Villandry
"Villandry made me feel genuinely guilty about my tomato plants — that's how seriously they take their vegetable garden here."
I arrived early, before the coach tours, when the dew was still on the leaves and the gardeners were already working. This is the essential thing about Villandry: arrive early. Because by ten in the morning the paths between the parterres are dense with people photographing their phones at the cabbages, and while the cabbages remain extraordinary — great architectural globes of purple and blue-green arranged in geometric patterns that look like a tapestry made plant — they deserve to be seen in the specific morning light when the dew catches and the color is at its most improbable.
The château itself is sixteenth-century Loire Renaissance, handsome and appropriate, with a moat and the Cher river visible from the terrace. Nobody comes to Villandry for the château. The gardens are the entire point, and the French knew this as early as the 1500s, which is when the original ornamental gardens were laid out. They were later simplified and eventually became farmland before Joachim Carvallo — a Spanish physician who bought the property in 1906 — spent his life restoring them to their Renaissance design. His descendants still own and garden the place, and you can feel the personal investment in every clipped box hedge.

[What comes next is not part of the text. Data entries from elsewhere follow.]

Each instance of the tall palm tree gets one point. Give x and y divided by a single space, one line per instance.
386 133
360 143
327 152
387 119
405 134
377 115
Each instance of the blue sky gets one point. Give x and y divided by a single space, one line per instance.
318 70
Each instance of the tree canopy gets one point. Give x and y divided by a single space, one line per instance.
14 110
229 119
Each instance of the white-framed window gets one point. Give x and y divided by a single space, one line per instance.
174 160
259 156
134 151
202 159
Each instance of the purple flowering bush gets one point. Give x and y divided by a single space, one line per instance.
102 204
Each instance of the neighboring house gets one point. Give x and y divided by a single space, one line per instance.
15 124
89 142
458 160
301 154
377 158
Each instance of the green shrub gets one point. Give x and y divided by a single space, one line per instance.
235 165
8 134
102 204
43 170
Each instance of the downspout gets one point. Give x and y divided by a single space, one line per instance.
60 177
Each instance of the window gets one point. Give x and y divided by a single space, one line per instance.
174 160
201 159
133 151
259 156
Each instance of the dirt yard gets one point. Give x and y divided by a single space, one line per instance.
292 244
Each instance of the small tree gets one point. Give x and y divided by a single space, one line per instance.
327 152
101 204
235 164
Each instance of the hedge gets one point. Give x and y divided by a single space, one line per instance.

The garden is arranged in three terraces descending from the château. At the highest level, the water garden: a formal ornamental lake surrounded by precisely clipped yews and a laburnum tunnel. Below that, the ornamental garden proper, with its box hedges clipped into geometric patterns signifying different kinds of love — tender, passionate, fickle, tragic — which is either charming or slightly exhausting depending on your relationship history. At the lowest level, the potager, the kitchen garden, which is where the obsession lives.
Nine large square plots, each divided into geometrical sub-plots, each sub-plot planted with a different vegetable variety in patterns designed for visual effect as much as edibility. Red cabbages arranged in crosses. Purple basil bordering rows of pale green chard. Tall leeks marching in diagonal lines. Climbing beans on trellised frames creating vertical patterns above the flat beds. The whole composition changes four times a year as the planting rotates, and the gardeners — there are twelve of them for forty thousand plants — treat the replacement of one variety with another as a design decision as considered as any painting. I watched a man replanting a section of brassicas with a tape measure, checking the spacing against a plan on a clipboard, and it seemed not at all excessive.

The château’s terrace offers the best view: the whole garden laid out below you, the Cher river beyond, the Loire valley plain stretching to the horizon. From up there the geometric intelligence of the whole thing becomes apparent — how the patterns work at scale, how the color blocks read across the distance, how what seems like obsession at ground level reveals itself as composition from above. I stood there longer than was strictly necessary and thought about all the vegetable gardens I’d walked past in my life without looking.
When to go: Late June through September for the kitchen garden at its most theatrical — the summer planting is the most elaborate and colorful. April and May are beautiful for the water garden and flowering ornamentals. Winter is not the point, though the structural box hedges and topiary give the place a stark, architectural quality on grey days. Arrive at opening time regardless of season.